Dr. Julie Keiffer-Lewis (she/her) is a graduate of Modesto Junior College (A.A.), San Francisco State University (B.A. and M.A.) and Mills College (Ed.D.). She is a scholar, instructor, activist, writer, curriculum designer, program developer, educational coach and historical systems analyst who brings a wealth of expertise and passion to her work. She specializes in LGBTQ+ communities, communities of color and women, with a focus on intersectionality, systems of oppression, privilege, healing strategies and understanding the importance of obtaining individual agency within institutions.
Dr. Keiffer-Lewis is the department chair of African American Studies at De Anza College. She teaches Introduction to African American Studies for the Umoja program.
Her words: I absolutely love teaching for the Umoja program because it gives me an opportunity to connect and be in community with our African ancestry students.

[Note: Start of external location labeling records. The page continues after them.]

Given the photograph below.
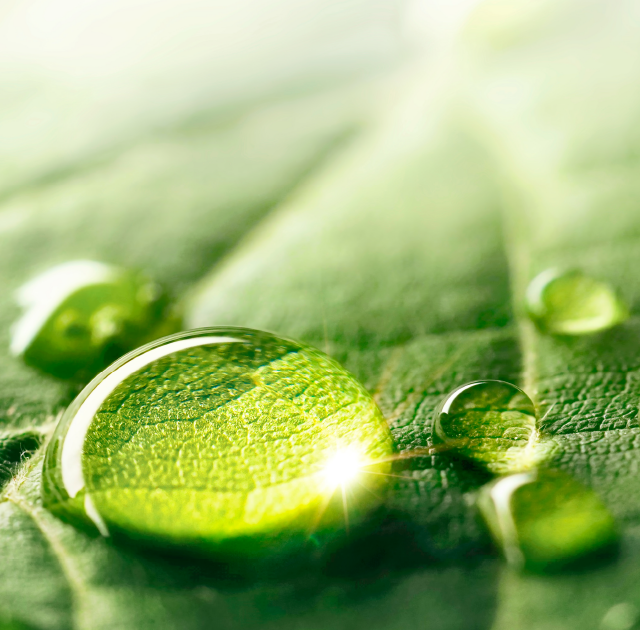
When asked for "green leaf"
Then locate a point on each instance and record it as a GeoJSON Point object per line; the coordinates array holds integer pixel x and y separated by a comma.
{"type": "Point", "coordinates": [401, 258]}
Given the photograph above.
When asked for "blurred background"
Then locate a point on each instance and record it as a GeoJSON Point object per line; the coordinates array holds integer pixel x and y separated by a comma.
{"type": "Point", "coordinates": [380, 178]}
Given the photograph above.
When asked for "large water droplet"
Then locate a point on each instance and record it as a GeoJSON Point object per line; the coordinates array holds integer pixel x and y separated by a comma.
{"type": "Point", "coordinates": [490, 422]}
{"type": "Point", "coordinates": [545, 520]}
{"type": "Point", "coordinates": [225, 440]}
{"type": "Point", "coordinates": [572, 303]}
{"type": "Point", "coordinates": [82, 315]}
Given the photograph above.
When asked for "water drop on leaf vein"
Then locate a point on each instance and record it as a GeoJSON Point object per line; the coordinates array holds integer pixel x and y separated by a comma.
{"type": "Point", "coordinates": [225, 440]}
{"type": "Point", "coordinates": [573, 303]}
{"type": "Point", "coordinates": [544, 520]}
{"type": "Point", "coordinates": [81, 315]}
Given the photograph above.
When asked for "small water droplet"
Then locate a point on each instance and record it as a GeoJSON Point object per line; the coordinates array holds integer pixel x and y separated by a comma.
{"type": "Point", "coordinates": [572, 303]}
{"type": "Point", "coordinates": [81, 315]}
{"type": "Point", "coordinates": [492, 423]}
{"type": "Point", "coordinates": [544, 520]}
{"type": "Point", "coordinates": [225, 440]}
{"type": "Point", "coordinates": [622, 616]}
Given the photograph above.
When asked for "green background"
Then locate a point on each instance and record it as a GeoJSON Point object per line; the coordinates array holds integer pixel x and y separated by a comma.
{"type": "Point", "coordinates": [397, 237]}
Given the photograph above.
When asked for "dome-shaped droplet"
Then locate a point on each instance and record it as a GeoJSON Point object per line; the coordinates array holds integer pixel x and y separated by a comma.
{"type": "Point", "coordinates": [490, 422]}
{"type": "Point", "coordinates": [546, 519]}
{"type": "Point", "coordinates": [225, 440]}
{"type": "Point", "coordinates": [572, 303]}
{"type": "Point", "coordinates": [82, 315]}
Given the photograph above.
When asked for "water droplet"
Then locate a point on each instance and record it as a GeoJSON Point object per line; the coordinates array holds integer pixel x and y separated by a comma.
{"type": "Point", "coordinates": [622, 616]}
{"type": "Point", "coordinates": [492, 423]}
{"type": "Point", "coordinates": [81, 315]}
{"type": "Point", "coordinates": [545, 519]}
{"type": "Point", "coordinates": [572, 303]}
{"type": "Point", "coordinates": [222, 439]}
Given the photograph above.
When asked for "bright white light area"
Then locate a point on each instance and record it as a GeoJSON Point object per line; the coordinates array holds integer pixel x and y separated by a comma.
{"type": "Point", "coordinates": [342, 469]}
{"type": "Point", "coordinates": [45, 293]}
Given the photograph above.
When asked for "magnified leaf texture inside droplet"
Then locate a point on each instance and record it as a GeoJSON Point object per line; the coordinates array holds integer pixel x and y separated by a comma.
{"type": "Point", "coordinates": [572, 303]}
{"type": "Point", "coordinates": [226, 440]}
{"type": "Point", "coordinates": [81, 315]}
{"type": "Point", "coordinates": [546, 519]}
{"type": "Point", "coordinates": [490, 422]}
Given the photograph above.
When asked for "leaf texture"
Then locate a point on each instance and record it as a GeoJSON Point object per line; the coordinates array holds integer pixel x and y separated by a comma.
{"type": "Point", "coordinates": [405, 257]}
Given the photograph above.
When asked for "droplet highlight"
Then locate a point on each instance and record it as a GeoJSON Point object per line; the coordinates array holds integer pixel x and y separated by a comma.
{"type": "Point", "coordinates": [545, 520]}
{"type": "Point", "coordinates": [226, 441]}
{"type": "Point", "coordinates": [573, 303]}
{"type": "Point", "coordinates": [82, 315]}
{"type": "Point", "coordinates": [492, 423]}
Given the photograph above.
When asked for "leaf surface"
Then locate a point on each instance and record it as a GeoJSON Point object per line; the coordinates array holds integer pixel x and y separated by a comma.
{"type": "Point", "coordinates": [405, 257]}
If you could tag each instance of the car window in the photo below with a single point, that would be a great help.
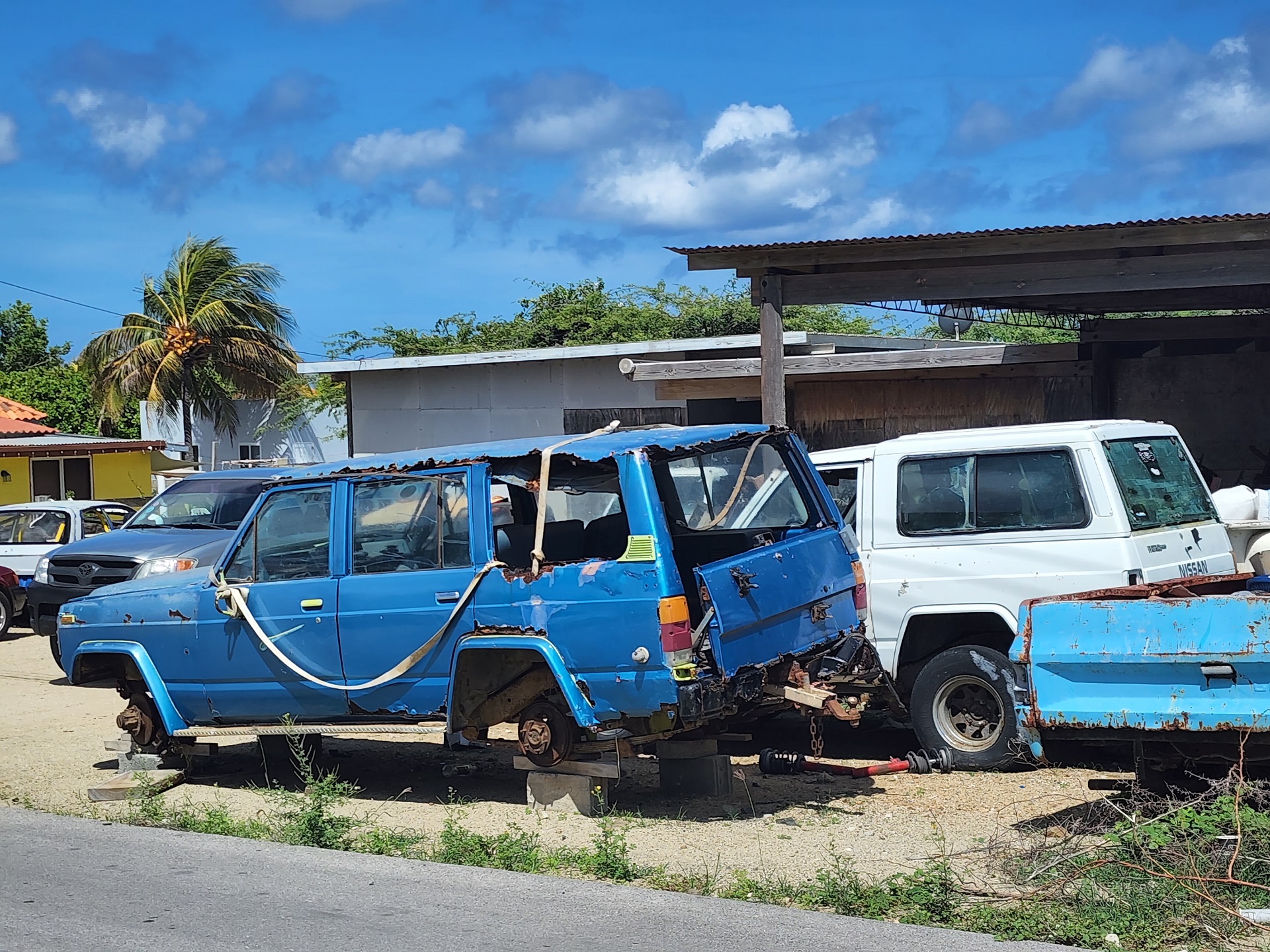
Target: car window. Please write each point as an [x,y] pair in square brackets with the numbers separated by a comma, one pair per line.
[95,522]
[1028,492]
[1158,483]
[34,527]
[991,493]
[745,488]
[843,487]
[935,495]
[212,503]
[411,524]
[290,539]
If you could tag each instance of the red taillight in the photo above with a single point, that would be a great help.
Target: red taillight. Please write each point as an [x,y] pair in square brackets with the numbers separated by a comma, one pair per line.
[676,631]
[860,594]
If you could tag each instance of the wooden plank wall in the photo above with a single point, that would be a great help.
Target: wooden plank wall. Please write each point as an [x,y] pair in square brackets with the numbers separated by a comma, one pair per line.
[849,413]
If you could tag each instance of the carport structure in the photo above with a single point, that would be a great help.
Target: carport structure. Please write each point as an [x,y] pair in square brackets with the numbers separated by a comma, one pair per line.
[1202,366]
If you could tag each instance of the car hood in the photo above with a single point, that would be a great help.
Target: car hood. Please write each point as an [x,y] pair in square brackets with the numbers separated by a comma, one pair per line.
[150,543]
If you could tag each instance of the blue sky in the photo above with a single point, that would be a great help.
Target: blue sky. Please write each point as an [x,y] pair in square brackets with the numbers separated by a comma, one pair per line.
[403,160]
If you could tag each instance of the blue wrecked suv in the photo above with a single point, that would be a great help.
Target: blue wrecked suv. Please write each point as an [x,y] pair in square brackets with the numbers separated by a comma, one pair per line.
[618,584]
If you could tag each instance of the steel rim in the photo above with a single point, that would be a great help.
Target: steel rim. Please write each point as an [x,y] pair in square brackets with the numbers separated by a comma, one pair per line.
[968,714]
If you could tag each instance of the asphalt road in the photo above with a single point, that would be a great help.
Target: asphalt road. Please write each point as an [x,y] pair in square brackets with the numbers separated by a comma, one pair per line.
[71,884]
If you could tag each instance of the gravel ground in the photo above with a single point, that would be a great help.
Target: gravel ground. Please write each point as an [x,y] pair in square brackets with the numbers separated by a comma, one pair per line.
[51,750]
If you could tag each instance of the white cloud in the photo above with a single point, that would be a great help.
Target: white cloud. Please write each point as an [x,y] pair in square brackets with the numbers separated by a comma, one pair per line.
[984,126]
[753,169]
[327,11]
[570,130]
[432,194]
[743,122]
[396,151]
[131,127]
[8,140]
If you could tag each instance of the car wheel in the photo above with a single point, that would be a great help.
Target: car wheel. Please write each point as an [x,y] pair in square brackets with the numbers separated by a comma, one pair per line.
[963,701]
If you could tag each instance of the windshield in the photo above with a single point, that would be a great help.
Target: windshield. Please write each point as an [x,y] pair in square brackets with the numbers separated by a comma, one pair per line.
[33,527]
[200,504]
[1159,483]
[737,489]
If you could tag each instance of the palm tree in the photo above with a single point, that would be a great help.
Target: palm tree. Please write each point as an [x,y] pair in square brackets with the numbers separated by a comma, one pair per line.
[210,332]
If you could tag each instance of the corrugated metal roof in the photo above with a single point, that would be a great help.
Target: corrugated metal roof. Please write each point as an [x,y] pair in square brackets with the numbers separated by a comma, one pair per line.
[75,440]
[987,233]
[583,447]
[562,353]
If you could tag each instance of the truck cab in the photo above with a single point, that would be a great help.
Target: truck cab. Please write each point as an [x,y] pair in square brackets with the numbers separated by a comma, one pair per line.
[958,528]
[616,584]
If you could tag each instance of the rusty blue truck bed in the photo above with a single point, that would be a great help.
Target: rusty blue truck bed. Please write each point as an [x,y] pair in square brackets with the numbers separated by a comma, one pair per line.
[1181,666]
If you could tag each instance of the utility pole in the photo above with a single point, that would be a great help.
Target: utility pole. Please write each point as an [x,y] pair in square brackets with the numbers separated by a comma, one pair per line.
[771,331]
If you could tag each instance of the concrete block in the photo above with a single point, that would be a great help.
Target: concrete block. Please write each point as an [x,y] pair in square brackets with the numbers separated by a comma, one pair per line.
[686,749]
[566,793]
[136,761]
[698,777]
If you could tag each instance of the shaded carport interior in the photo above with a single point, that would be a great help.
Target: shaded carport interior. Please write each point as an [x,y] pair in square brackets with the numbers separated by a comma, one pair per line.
[1203,374]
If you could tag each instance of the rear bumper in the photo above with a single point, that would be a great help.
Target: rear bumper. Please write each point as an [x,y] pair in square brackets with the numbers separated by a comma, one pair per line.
[46,603]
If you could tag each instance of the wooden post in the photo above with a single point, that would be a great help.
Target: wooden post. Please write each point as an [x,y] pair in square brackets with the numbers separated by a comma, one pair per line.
[771,329]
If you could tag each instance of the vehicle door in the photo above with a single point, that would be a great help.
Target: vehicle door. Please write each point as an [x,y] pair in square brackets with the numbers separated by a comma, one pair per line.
[411,565]
[26,535]
[766,551]
[284,563]
[1175,531]
[978,534]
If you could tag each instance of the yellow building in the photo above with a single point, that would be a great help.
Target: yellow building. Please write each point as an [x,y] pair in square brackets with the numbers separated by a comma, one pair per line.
[38,462]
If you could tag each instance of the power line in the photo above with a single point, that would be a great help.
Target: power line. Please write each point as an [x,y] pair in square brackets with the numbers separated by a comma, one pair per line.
[56,298]
[103,310]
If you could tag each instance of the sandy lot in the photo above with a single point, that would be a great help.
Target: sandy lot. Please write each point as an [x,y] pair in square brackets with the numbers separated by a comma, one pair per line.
[51,749]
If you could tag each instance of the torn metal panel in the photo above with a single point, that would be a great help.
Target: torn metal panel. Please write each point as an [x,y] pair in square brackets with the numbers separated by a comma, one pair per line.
[1161,658]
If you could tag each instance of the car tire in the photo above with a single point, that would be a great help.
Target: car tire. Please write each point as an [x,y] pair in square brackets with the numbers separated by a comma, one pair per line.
[963,701]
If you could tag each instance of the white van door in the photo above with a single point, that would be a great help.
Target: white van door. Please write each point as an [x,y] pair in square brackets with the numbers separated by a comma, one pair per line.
[1175,530]
[978,534]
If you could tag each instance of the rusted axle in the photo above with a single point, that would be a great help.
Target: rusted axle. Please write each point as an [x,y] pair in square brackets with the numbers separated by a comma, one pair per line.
[771,761]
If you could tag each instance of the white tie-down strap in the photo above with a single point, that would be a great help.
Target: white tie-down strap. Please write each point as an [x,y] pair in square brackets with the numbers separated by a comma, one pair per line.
[235,598]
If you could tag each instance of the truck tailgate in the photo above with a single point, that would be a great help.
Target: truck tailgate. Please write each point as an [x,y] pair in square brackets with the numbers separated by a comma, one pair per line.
[1161,660]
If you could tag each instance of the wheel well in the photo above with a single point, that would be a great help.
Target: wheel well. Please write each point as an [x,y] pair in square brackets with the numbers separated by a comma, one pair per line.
[105,669]
[927,635]
[494,684]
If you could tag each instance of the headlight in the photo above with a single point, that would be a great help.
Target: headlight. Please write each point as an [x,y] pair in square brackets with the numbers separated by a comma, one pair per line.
[163,567]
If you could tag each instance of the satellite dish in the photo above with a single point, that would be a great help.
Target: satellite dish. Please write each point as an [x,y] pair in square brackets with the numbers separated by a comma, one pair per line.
[955,320]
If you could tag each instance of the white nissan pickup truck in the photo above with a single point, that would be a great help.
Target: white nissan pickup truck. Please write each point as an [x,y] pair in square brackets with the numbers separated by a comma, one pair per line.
[956,528]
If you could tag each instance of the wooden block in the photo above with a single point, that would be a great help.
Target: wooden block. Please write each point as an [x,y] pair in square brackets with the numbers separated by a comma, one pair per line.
[686,749]
[122,786]
[575,768]
[810,697]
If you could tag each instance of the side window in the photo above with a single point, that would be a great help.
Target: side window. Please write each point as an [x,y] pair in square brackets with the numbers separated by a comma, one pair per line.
[1028,492]
[991,493]
[935,495]
[290,539]
[843,488]
[411,524]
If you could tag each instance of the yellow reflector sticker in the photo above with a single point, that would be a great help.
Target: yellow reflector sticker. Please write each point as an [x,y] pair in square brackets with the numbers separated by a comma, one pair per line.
[639,549]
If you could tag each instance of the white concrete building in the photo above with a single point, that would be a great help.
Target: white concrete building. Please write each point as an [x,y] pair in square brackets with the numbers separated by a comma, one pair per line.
[314,440]
[407,403]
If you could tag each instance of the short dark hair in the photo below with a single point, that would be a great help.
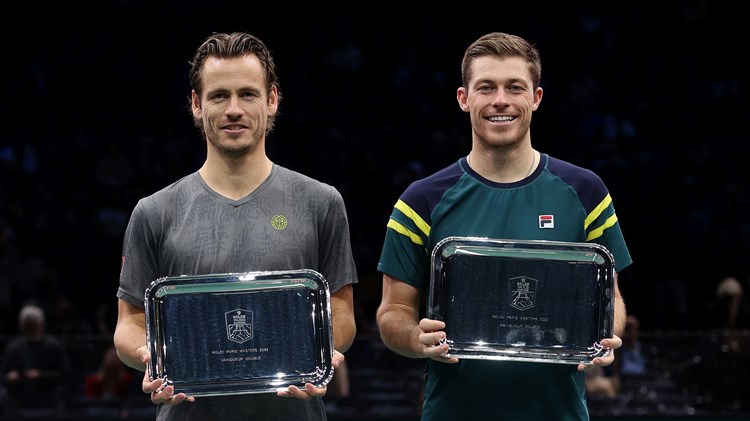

I love the passion, excitement and scholarship our students bring into the course.
As a professor, I strive to show, not only in my words but through my actions, that my students matter, their experiences are important, and they belong in institutions of higher learning. Teaching in the Umoja program allows me an opportunity to give back and support the next generation of African American scholars.
Julie Wilson teaches English and Language Arts at De Anza.
Her words: I grew up in Vallejo, CA. In the fourth grade, I transferred to a different school from the one attended by my older sisters. At my new school, I followed the actions of my friends who had college-educated parents. That led me to UC Berkeley. I was very clear that being the first in my family to go to college unfortunately had everything to do with luck. So, I’ve always wanted to become a teacher to help respond to issues of equity. I’ve worked with all ages and am happy to be in the community college system, especially because of its open enrollment. I’m also a curious person and a lifelong learner; after Berkeley, I attended Howard University, Stanford University and San Francisco State.
In my interactions with my Umoja students, I work to see and understand where they are coming from. This is particularly important given the anti-Blackness embedded in our society. I emphasize and recognize effort because while we all come from different places, effort is central to personal growth. A great joy I get in working with Umoja students is our shared cultural connections. I’m able to share more of myself with students and we develop a feeling of family/community. This helps sustain me and, I hope, gives them a safer space in their academic journeys.